To visualize and estimate the time scale of the binding events at various locations of the microfluidic module, simulation of the CRP-antibody reversible binding reaction and the mass transport process of reactant and product were conducted through finite element analysis (FEA). Using FEA, tetrahedral elements with refined meshes allowed modeling of the source diffusion in 3D space with testified accuracy. The chemical reaction rate can be described by law of mass action

r=k
^f
C
_CRP
·C
_antibody
−k
^r
C
_complex

Where r, k^f, k^r, C_CRP, C_antibody, and C complex denote reaction rate, forward reaction coefficient, reverse reaction coefficient, concentration of CRP, concentration of antibody and concentration of CRP-antibody complex, respectively. The forward and reverse reaction coefficients were assumed to be 5.96×10⁴M⁻¹s⁻¹and 2.48×10⁻³s⁻¹, respectively. The concentration of CRP in sweat was assumed to be 1 ng mL⁻¹. The fluid behavior can be described by the Navier-Stokes equation for incompressible flow

$ρ (\frac{\partial v}{\partial t} + (v \cdot Δ v)) = - \nabla p + μ \nabla^{2} v \nabla \cdot v = 0$

Where ρ, v, p, and μ denote liquid density, flow velocity, pressure, and viscosity, respectively. The sweat flow rate is 1.5 μg mL⁻¹. And the convection diffusion is described by

$\frac{\partial c}{\partial t} + v \cdot \nabla c = D \nabla^{2} c$

Where c and D denote concentration and diffusion coefficient. The diffusion coefficient of CRP is 5×10⁻¹¹m⁻²s⁻¹, the diffusion coefficient of antibody and CRP-antibody complex are set to be the same as gold nanoparticles which is 1×10⁻¹²m⁻²s⁻¹.

FIGS. 15C-15D illustrate results of performing the FEA. FIG. 15C shows simulated CRP-dAb concentration changes on the working electrode over time, where the center dot in the working electrode of the inset image indicates the location of the concentration change plot.
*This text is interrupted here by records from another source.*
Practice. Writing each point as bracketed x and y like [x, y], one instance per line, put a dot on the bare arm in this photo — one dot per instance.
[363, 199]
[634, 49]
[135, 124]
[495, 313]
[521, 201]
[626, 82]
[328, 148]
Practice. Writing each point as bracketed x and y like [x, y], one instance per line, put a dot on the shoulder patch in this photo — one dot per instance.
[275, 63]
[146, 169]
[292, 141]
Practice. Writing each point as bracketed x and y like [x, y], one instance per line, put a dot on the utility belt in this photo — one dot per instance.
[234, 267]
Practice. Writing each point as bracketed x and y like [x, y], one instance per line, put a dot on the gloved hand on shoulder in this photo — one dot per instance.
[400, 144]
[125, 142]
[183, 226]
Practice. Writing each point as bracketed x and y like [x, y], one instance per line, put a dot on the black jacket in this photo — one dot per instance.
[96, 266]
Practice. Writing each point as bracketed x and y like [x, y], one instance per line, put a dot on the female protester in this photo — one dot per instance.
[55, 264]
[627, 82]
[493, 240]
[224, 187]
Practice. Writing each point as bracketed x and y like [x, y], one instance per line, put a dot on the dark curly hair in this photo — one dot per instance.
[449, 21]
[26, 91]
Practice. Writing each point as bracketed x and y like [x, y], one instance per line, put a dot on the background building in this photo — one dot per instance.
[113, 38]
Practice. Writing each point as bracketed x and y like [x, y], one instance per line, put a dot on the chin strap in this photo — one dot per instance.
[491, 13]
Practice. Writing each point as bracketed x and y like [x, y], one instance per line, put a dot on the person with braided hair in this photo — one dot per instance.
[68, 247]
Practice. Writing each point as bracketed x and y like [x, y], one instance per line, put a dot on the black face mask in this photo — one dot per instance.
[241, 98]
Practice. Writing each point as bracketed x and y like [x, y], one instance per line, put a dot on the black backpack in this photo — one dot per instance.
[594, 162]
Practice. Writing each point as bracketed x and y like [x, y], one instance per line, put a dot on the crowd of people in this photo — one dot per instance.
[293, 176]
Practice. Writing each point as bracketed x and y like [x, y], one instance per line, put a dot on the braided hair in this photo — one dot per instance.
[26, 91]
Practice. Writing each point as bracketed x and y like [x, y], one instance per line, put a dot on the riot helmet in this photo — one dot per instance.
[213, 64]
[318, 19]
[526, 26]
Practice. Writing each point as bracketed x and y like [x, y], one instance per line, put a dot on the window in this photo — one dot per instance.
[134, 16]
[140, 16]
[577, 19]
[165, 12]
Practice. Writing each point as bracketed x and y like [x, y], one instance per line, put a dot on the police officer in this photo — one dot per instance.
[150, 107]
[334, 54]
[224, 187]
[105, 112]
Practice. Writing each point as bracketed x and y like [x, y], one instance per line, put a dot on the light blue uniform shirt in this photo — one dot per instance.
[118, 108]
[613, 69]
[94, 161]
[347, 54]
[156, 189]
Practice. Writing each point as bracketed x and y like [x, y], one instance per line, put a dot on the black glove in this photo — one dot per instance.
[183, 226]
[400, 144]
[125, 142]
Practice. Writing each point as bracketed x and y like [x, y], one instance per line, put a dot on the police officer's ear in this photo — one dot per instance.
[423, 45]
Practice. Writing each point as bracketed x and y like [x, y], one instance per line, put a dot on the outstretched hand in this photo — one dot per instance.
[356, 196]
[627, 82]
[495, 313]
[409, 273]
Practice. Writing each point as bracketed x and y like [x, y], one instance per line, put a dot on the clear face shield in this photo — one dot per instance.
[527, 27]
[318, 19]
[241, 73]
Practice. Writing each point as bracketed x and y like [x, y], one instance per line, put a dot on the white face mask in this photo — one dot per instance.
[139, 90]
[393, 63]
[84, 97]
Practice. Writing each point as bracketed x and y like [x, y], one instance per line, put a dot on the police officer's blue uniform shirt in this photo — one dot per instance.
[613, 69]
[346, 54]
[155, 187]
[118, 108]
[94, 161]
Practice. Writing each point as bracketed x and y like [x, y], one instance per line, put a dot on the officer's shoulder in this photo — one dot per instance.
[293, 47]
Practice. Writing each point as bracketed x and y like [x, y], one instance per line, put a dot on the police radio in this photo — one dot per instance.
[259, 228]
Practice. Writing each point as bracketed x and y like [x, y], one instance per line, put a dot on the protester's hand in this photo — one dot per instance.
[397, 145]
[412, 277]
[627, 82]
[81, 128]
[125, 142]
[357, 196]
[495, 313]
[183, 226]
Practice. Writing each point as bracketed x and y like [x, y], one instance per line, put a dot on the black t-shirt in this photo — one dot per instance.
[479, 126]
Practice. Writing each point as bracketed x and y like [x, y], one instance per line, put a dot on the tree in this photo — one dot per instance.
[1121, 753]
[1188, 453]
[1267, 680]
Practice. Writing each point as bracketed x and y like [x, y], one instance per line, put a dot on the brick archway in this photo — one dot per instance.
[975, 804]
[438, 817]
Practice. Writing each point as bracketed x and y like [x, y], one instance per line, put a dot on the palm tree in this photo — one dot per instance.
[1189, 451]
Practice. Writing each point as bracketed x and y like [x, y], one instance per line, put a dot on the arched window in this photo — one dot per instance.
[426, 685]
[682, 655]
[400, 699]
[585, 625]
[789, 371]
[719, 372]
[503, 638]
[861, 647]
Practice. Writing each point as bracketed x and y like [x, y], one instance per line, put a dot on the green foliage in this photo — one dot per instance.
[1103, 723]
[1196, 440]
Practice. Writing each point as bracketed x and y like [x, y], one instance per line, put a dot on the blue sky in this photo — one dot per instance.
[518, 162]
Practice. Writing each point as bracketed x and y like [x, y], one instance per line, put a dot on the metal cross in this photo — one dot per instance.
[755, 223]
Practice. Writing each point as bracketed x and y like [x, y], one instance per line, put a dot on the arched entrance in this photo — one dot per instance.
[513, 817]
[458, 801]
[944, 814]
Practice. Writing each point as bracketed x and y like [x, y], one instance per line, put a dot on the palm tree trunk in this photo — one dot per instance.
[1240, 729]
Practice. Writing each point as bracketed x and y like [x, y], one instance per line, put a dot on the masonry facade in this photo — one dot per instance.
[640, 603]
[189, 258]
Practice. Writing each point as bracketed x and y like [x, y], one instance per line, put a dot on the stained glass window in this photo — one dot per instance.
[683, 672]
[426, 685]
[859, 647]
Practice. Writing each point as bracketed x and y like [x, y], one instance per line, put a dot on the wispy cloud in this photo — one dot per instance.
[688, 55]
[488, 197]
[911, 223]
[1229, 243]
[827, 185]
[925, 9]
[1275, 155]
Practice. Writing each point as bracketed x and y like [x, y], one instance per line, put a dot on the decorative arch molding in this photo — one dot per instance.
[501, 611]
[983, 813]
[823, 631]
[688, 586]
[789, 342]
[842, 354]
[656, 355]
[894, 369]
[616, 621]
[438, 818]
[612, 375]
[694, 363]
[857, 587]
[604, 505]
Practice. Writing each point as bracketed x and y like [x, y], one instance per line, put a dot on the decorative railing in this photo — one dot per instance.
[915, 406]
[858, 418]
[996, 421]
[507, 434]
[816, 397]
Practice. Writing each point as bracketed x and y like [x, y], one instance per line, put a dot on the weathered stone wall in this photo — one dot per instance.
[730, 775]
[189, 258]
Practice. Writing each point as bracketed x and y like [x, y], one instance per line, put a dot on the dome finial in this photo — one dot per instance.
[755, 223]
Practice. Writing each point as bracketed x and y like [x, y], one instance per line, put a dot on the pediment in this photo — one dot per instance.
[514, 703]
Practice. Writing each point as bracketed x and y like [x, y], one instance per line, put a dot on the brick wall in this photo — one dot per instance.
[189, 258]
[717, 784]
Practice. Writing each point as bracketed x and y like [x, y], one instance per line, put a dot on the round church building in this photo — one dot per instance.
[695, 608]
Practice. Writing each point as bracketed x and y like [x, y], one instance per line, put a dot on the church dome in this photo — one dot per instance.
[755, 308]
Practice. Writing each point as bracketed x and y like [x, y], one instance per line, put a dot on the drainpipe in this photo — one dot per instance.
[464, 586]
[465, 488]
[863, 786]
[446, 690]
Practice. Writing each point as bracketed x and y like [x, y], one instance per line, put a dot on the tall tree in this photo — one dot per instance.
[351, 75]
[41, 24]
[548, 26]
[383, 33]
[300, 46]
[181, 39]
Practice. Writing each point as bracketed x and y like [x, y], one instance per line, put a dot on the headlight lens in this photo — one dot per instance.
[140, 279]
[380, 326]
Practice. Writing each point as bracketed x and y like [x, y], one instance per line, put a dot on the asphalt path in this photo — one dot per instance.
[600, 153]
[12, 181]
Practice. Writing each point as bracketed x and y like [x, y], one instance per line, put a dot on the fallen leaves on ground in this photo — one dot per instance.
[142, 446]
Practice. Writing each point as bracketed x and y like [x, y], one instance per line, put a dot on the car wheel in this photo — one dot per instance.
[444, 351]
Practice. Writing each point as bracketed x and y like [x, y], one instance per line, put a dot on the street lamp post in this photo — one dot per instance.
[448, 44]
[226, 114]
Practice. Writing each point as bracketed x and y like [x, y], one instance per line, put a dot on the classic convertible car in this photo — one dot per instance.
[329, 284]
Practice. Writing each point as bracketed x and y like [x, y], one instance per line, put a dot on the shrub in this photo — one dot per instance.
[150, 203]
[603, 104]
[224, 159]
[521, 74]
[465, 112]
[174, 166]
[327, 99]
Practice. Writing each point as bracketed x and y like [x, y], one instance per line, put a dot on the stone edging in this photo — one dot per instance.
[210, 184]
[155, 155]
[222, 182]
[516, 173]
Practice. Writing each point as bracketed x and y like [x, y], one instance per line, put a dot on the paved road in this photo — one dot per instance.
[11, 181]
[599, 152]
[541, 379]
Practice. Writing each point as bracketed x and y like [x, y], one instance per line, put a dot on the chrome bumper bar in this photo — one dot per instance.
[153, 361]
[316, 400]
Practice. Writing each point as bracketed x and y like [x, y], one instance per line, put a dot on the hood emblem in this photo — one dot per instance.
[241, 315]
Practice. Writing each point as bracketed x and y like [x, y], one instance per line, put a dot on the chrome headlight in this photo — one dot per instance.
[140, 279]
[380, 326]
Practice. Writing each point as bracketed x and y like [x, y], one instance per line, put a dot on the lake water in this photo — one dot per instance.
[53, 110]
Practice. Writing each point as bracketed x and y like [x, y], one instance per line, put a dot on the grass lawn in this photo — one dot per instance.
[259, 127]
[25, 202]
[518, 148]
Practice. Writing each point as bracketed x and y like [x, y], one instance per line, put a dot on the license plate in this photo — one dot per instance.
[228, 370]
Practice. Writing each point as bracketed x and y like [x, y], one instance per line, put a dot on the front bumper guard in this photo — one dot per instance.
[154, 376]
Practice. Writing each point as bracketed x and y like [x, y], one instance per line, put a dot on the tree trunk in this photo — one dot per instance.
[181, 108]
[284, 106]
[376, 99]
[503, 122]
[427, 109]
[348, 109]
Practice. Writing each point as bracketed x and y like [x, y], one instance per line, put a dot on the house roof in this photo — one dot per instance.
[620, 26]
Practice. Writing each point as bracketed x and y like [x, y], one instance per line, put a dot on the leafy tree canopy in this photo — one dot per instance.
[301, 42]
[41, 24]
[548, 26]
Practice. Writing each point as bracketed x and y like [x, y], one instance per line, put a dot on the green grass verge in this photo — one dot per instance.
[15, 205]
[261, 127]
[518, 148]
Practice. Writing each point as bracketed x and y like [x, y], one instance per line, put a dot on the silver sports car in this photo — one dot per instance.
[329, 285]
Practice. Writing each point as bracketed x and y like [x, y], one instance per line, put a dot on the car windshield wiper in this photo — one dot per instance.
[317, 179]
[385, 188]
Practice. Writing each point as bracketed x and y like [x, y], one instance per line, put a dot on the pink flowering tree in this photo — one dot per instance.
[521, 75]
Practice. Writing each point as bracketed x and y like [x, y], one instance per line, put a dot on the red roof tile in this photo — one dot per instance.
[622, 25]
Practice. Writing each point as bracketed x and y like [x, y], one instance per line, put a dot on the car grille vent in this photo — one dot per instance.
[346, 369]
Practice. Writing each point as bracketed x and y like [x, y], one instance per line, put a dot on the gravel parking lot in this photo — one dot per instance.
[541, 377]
FIG. 15D shows simulated CRP-dAb concentrations showing phases of automatic sweat sampling and reagents routing toward in situ CRP detection: reconstitution (I), incubation (II), refreshment (III), and detection (IV). Scale bar, 200 μm.

Based on the observed results, the binding and transport of CRP with detection antibodies can be categorized into four stages. The maps of FIG. 15D represent the concentration of CRP-detection antibody complex formed. In the reconstitution stage, detection antibodies diffuse along the concentration gradient. Binding of CRP starts to occur within the center of the reagent reservoir. As more sweat containing CRP molecules enter the reagent reservoir, more antigen-antibody complexes are formed as illustrated by FIG. 15D. The antigen-antibody complex travels along the flow direction to enter the detection chamber. After the serpentine mixing channels, antigen-antibody complex slowly distributes evenly across the detection chamber, allowing binding with capture antibodies immobilized at the bottom of the detection chamber to occur (incubation stage).

Based on the observed FEA results, after all the pre-deposited detection antibodies in the reagent reservoir are reconstituted, formed antigen-antibody complex with sweat CRP or flushed into the detection reservoir, the concentration of detection antibodies in the reagent reservoir is gradually depleted. The continuous flow of sweat into the microfluidic module will no longer lead to the formation of more antibody-antigen complexes as indicated by concentration in the reagent reservoir during the refreshment stage. Hence, fresh sweat stream deplete of antigen-antibody complexes continues to enter the detection chamber and flush the unbound antibody-antigen complexes in the chamber towards the outlet. Eventually, all unbound antibody-antigen complexes and detection antibodies (which are labeled with electroactive molecules) will be refreshed out of the detection chamber as shown in the detection stage. At this stage, detection is performed, and the electrochemical signal obtained is specific and correlated to the antigen-antibody complexes bound on the working electrode surface since the concentration of the complex in the detection chamber converges to zero (indicated by the concentration).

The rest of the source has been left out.